3 過度の運動や過労のスポーツ活動:過度の運動や過労のスポーツ活動は、筋肉の疲労だけでなく、気の消耗も引き起こすことがあります。特に長時間の激しい運動や短期間での過度のトレーニングは、気虚の症状を生じやすくします。
4 慢性的な睡眠不足:睡眠不足や睡眠の質の低下は、気の不足を引き起こす原因となります。日常的に睡眠時間が短いと身体だけでなく胃腸の活動も低下します。食事からの栄養吸収効率が低下すると気虚になりやすくなります。
このように気虚では、基礎代謝や免疫力など健康の基盤が弱くなります。つまり血液循環が低下します。そのため身体のいたるところで症状が見られます。

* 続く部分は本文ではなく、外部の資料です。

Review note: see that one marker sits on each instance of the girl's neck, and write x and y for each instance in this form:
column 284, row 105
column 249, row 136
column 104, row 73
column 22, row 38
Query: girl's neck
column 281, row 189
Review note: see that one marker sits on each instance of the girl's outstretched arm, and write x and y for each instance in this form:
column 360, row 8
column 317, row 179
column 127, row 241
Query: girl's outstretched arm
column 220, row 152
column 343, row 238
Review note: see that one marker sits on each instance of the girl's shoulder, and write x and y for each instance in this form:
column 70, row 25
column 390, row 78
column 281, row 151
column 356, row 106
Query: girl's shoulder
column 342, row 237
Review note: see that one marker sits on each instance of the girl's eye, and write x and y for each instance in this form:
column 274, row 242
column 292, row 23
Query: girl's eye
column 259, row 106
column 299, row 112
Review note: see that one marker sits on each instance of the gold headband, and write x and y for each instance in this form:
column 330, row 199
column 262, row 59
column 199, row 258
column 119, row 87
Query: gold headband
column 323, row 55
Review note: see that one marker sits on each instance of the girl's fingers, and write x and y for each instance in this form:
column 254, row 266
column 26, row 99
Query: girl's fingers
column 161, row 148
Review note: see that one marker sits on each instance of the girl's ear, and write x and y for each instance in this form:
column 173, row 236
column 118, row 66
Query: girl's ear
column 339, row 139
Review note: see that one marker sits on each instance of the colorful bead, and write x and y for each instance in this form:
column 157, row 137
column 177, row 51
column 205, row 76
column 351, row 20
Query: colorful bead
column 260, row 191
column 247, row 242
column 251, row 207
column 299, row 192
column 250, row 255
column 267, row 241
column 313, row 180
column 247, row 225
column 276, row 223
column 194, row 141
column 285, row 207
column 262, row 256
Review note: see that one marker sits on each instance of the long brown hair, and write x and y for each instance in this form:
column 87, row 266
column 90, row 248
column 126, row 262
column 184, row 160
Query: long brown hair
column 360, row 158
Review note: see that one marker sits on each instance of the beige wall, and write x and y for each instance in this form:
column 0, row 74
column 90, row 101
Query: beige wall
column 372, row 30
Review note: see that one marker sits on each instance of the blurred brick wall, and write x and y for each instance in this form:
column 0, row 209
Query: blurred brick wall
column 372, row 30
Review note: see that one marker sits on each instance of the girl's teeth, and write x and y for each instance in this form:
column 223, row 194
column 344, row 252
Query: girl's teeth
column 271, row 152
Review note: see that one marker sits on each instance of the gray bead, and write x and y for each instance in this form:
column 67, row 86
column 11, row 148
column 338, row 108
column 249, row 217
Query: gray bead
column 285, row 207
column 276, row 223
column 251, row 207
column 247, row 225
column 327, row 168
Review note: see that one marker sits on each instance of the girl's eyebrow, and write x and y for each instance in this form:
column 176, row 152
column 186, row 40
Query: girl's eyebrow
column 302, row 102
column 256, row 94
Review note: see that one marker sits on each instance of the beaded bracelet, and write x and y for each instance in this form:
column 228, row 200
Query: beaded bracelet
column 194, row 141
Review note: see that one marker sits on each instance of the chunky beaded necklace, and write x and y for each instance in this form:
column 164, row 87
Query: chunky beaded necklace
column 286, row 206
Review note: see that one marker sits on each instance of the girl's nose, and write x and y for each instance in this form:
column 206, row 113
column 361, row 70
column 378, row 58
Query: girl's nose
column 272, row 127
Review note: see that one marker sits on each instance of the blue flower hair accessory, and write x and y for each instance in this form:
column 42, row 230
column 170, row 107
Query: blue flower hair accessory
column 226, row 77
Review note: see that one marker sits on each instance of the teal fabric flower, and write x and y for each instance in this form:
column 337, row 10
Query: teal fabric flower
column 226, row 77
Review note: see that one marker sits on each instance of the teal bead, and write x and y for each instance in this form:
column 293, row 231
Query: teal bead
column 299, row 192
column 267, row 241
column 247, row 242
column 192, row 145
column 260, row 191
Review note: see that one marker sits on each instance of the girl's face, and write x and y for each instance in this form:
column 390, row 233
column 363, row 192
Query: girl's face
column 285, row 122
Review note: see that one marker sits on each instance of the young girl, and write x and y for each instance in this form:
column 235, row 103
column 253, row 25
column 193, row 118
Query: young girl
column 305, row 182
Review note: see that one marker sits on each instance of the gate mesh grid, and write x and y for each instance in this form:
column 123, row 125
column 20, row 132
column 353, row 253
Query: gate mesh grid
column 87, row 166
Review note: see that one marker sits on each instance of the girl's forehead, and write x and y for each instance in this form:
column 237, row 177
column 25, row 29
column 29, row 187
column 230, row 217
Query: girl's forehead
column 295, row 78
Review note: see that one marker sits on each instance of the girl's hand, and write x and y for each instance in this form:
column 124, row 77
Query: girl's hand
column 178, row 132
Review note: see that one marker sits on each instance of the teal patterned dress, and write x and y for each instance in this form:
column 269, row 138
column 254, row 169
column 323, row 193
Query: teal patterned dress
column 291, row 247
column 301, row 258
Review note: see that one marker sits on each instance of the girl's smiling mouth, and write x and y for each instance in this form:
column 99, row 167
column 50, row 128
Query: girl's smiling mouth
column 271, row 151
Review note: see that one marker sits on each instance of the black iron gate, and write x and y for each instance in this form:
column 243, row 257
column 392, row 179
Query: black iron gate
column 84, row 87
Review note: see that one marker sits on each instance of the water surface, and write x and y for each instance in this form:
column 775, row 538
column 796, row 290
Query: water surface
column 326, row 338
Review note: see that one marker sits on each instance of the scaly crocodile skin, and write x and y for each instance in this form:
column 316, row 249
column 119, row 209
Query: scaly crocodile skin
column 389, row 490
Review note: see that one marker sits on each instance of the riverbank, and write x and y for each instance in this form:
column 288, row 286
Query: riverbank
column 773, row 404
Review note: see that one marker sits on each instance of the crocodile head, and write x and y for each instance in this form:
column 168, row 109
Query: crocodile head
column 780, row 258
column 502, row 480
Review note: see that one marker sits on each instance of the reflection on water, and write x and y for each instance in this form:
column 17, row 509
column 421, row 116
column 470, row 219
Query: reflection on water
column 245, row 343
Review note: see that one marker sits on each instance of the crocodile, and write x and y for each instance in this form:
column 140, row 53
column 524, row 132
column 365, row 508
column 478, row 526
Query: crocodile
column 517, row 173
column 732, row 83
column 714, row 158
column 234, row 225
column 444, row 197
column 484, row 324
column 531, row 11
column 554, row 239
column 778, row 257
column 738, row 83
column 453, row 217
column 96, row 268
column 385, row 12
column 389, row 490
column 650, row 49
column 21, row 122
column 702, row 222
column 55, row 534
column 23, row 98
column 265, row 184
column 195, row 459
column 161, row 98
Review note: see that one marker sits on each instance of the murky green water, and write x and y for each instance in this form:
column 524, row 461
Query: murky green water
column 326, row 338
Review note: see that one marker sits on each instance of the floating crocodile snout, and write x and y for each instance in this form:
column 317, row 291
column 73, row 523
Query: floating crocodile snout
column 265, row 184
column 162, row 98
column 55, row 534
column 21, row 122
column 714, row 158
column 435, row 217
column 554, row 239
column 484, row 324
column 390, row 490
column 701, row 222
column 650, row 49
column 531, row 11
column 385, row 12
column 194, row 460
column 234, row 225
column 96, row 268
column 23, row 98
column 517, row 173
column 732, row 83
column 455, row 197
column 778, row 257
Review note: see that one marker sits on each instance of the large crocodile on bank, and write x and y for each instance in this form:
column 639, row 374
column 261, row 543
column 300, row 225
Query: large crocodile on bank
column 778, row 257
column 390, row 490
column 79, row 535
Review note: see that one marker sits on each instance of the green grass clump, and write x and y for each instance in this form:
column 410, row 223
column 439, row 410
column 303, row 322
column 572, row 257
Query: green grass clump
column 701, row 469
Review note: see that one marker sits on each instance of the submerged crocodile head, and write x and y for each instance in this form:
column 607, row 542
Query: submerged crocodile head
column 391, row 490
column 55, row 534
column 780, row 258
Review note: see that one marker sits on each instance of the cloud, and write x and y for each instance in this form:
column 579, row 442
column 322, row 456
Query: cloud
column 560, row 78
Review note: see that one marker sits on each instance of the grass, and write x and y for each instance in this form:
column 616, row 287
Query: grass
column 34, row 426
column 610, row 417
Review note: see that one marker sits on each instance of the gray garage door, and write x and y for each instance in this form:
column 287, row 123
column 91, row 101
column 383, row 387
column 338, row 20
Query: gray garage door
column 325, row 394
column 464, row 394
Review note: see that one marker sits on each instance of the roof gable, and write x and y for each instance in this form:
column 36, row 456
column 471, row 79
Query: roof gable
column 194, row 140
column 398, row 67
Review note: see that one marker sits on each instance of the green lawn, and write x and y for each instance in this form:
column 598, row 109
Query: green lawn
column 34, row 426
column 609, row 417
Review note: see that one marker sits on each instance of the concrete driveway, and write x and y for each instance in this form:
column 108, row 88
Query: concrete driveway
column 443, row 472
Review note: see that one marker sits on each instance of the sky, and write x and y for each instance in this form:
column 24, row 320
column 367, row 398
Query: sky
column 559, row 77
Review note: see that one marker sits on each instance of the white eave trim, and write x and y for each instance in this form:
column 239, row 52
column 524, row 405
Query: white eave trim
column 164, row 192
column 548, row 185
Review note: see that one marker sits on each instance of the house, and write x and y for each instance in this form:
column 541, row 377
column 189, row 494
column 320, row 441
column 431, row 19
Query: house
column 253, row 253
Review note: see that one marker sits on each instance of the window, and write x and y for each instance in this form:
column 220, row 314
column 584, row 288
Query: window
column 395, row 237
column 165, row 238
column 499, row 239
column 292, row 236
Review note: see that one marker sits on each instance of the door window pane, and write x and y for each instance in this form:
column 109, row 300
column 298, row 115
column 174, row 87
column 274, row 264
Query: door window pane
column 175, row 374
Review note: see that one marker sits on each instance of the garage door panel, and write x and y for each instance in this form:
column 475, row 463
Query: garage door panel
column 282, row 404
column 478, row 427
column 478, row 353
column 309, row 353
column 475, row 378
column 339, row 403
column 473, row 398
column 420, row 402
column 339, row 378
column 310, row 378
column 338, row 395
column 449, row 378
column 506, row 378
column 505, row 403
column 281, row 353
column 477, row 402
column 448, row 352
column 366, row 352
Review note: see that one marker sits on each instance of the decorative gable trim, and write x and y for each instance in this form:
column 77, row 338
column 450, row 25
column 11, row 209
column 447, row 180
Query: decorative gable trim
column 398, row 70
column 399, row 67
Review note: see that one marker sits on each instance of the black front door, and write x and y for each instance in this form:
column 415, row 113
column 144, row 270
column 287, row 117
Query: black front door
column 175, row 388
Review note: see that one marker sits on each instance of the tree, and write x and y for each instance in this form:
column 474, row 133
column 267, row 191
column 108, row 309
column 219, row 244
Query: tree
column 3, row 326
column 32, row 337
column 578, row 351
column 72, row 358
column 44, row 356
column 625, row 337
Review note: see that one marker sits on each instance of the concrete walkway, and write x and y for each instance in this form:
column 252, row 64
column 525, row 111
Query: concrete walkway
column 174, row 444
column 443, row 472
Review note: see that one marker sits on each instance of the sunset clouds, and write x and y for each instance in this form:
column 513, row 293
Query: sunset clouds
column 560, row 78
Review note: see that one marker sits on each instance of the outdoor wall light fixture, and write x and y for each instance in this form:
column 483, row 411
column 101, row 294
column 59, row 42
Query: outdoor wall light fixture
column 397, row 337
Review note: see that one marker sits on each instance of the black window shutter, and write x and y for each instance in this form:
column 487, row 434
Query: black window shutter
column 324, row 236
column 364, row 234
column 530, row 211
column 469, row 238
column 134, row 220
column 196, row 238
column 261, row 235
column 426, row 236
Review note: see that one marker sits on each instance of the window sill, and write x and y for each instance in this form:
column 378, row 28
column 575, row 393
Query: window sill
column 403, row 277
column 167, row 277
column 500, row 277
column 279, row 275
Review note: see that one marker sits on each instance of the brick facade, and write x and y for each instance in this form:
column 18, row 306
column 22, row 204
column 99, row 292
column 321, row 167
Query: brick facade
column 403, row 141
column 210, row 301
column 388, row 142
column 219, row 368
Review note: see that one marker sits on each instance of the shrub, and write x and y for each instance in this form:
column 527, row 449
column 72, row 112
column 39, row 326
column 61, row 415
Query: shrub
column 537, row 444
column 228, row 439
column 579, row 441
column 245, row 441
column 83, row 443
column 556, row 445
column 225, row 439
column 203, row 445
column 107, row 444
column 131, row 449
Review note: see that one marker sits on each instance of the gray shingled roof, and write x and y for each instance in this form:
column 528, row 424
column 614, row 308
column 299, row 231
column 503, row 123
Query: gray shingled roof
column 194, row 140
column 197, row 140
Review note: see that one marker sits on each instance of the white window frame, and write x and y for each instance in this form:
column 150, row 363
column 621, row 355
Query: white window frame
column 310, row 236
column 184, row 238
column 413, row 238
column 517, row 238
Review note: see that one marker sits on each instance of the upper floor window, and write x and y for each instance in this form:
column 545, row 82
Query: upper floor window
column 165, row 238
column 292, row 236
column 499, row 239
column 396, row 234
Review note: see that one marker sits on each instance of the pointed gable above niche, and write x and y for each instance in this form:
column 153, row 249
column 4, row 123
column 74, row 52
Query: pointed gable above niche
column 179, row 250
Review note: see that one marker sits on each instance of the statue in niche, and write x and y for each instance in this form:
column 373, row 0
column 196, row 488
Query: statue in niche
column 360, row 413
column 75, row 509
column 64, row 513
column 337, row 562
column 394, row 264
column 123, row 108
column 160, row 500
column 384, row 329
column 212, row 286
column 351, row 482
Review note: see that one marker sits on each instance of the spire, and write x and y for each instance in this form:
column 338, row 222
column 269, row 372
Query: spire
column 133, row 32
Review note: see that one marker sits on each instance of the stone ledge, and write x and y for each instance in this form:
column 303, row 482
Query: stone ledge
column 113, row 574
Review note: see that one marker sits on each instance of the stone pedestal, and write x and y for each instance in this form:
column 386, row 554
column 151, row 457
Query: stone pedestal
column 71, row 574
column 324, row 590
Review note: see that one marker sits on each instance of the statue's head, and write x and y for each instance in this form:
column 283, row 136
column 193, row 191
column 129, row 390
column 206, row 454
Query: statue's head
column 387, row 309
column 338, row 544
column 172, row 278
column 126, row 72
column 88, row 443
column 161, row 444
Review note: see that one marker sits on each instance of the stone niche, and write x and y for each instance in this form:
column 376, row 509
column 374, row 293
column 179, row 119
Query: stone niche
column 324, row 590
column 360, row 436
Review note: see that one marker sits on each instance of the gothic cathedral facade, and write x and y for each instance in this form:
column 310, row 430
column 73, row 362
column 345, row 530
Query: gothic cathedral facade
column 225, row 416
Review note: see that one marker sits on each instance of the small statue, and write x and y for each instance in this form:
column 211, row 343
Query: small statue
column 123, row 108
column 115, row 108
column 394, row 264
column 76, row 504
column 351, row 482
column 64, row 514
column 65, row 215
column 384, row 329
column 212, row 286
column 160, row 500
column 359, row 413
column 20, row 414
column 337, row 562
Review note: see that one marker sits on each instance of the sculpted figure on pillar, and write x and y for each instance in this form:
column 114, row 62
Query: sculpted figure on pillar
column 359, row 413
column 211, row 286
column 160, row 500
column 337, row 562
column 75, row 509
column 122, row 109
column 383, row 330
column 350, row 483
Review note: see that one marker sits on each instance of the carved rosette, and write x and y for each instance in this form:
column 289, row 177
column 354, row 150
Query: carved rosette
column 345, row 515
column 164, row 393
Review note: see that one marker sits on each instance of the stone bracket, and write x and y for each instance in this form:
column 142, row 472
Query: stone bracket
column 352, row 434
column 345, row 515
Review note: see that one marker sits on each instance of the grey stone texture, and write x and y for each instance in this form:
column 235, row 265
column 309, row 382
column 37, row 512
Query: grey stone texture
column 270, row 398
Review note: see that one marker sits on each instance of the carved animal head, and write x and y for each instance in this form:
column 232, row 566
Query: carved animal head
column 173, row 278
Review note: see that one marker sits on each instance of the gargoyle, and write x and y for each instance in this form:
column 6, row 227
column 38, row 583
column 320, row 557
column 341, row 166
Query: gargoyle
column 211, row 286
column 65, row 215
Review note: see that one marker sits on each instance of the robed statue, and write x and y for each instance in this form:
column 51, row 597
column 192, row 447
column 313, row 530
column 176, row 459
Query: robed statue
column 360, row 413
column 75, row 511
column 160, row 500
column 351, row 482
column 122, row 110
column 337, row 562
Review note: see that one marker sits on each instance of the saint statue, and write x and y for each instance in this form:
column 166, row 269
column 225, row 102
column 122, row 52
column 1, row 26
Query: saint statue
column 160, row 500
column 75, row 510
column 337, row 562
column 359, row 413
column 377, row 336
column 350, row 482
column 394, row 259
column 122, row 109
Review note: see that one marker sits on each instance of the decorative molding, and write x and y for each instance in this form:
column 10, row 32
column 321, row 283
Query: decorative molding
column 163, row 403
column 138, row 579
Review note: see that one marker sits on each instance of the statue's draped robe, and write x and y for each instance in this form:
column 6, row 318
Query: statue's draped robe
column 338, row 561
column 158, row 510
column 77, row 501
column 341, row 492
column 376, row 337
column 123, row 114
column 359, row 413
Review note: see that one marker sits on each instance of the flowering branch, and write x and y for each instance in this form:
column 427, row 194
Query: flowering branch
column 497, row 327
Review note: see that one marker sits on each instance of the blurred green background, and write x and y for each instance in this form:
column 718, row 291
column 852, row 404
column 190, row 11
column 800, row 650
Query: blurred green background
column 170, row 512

脚の血液循環が低下すると、末端冷え症やふくらはぎのこむら返り、浮腫を起こします。
内臓の血流が低下すれば体重減少や栄養失調、下痢などお腹の症状に繋がります。
頭部の場合は、目や耳、鼻に症状が現れます。
目の症状:目の重だるさ、かすみ目、ドライアイなど
耳の症状:突発性難聴、耳鳴り、めまいなど
鼻の症状;鼻汁、嗅覚障害、後鼻漏など
また、気虚では情動の不安定性が見られます。
多くの場合は2つのケースにわかれます。感情の起伏が激しくなり、怒りや悲しみが強く発現して感情が抑えられなくなる場合と、物事に対するリアクションが軽微になり喜びや楽しさを感じにくくなる場合があります。
情動の不安定性による疾患:統合失調症、気分障害(双極性障害・うつ病)、不安神経症など
気虚の状態では自律神経の働きが低下している場合が多くみられます。
そのため自律神経の働きを上げることと、交感・副交感神経の働きのバランスを整える必要があります。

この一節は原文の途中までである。